Some standard assessment tools may not work as expected. Tests that require physical mobility won’t apply to patients who can’t walk on admission. Screening questionnaires for depression can make some older patients uncomfortable, particularly when questions feel intrusive or unfamiliar. Mental status assessments that involve multi-step commands may not be suitable for patients with even moderate cognitive impairment.
The practical adjustment is to prioritize the most clinically relevant questions, keep the assessment as concise as possible, and break longer evaluations into shorter sessions when fatigue is an issue. Speaking clearly, allowing extra time for responses, and confirming understanding throughout the conversation all help ensure you get accurate information without overwhelming the patient.
Documenting What You Find
The standard format for documenting a patient assessment is the SOAP note, which organizes findings into four sections that mirror the assessment process itself.
The Subjective section captures what the patient tells you: their chief complaint, the history of the present illness, relevant medical history, medications, allergies, and any pertinent details from their own perspective. This is the patient’s story in their own words. The Objective section records what you measured and observed: vital signs, physical exam findings organized by body system, and any test results. Organizing objective findings by system (neurological, cardiovascular, respiratory) makes the note easier to review later.
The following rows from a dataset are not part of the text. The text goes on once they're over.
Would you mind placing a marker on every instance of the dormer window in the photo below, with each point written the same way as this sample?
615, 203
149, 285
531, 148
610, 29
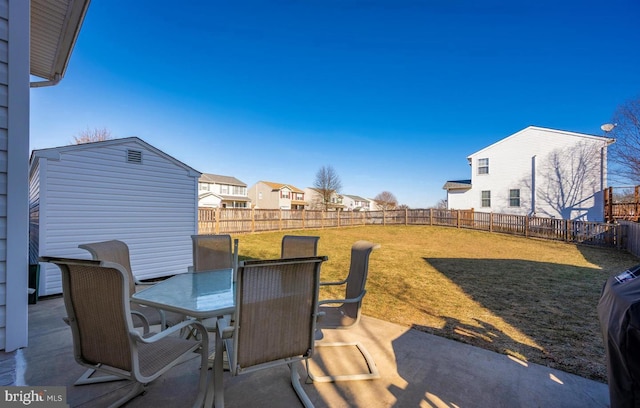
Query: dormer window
483, 166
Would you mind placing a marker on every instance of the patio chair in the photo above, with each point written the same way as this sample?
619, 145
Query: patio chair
276, 304
97, 301
118, 252
296, 246
214, 252
143, 316
345, 313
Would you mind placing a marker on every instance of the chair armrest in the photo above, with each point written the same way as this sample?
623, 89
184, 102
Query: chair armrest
143, 318
225, 329
342, 282
351, 300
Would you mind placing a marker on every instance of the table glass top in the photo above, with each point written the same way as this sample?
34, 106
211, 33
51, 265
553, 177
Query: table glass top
199, 294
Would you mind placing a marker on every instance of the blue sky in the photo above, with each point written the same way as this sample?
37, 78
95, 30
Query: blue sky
394, 95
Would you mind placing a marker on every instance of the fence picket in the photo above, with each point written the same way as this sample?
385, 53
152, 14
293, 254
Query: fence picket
623, 235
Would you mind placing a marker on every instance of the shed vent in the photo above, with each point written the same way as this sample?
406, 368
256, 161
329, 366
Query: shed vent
134, 156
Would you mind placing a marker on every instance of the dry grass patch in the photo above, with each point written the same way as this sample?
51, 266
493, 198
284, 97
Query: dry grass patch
532, 299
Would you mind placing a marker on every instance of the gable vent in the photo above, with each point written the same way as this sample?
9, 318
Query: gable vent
134, 156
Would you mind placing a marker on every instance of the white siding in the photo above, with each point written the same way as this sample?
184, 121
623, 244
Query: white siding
93, 194
513, 161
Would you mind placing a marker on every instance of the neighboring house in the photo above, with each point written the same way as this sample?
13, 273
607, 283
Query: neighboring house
315, 200
122, 189
39, 43
217, 191
269, 195
355, 203
537, 171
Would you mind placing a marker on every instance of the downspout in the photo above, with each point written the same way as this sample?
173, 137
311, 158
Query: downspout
533, 186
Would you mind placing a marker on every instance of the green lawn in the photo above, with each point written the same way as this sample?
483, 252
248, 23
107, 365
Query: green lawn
532, 299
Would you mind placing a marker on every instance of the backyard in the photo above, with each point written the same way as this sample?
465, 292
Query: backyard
528, 298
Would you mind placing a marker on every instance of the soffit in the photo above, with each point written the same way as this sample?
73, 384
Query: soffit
55, 25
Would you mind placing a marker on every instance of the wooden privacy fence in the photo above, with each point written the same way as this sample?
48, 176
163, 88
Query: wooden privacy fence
240, 220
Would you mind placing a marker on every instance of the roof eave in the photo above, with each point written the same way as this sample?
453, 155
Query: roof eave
54, 31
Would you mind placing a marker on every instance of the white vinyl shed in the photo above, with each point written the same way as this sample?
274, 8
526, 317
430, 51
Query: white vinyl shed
121, 189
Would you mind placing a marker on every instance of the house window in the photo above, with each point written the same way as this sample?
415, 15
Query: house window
514, 198
483, 166
486, 198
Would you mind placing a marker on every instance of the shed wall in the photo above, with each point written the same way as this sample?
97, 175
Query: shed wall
94, 194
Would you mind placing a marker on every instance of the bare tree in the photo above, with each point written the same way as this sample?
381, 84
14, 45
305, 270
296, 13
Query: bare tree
327, 183
567, 176
92, 135
624, 154
386, 201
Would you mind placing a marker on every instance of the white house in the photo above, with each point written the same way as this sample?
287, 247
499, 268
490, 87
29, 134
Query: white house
216, 191
270, 195
37, 37
537, 171
121, 189
355, 203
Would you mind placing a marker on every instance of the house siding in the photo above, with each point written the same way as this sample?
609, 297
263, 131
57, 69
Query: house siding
4, 82
93, 194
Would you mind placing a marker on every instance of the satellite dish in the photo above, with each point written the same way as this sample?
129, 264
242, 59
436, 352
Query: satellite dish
608, 127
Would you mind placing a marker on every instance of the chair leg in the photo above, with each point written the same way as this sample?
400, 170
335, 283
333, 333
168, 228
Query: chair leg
297, 387
138, 388
371, 375
204, 376
86, 378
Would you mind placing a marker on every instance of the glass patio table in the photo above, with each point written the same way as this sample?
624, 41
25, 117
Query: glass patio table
201, 295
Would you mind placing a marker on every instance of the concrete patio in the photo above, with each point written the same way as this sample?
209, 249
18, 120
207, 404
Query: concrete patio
417, 370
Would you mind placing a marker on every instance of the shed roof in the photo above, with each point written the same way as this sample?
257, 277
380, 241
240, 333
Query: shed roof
54, 152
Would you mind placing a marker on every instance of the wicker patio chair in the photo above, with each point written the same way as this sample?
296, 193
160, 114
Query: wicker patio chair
296, 246
143, 316
345, 313
97, 302
275, 300
118, 252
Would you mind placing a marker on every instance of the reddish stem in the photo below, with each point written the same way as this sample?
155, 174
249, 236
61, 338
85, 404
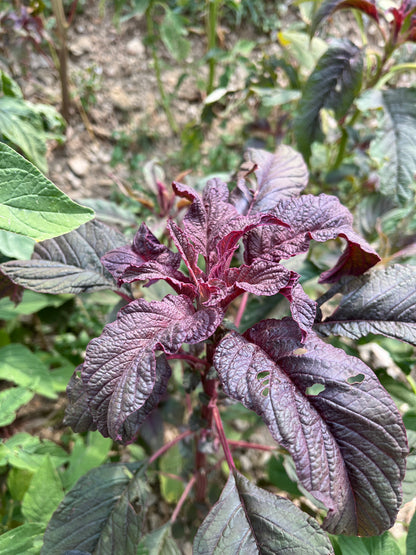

The Assessment section is where clinical reasoning lives. Here you synthesize the subjective and objective data into a working diagnosis and list your differential diagnoses, explaining which findings support or argue against each possibility. The Plan section outlines what happens next: further testing, treatments, follow-up timing, and patient education. Together, these four sections create a complete record that any other clinician can pick up and immediately understand where things stand.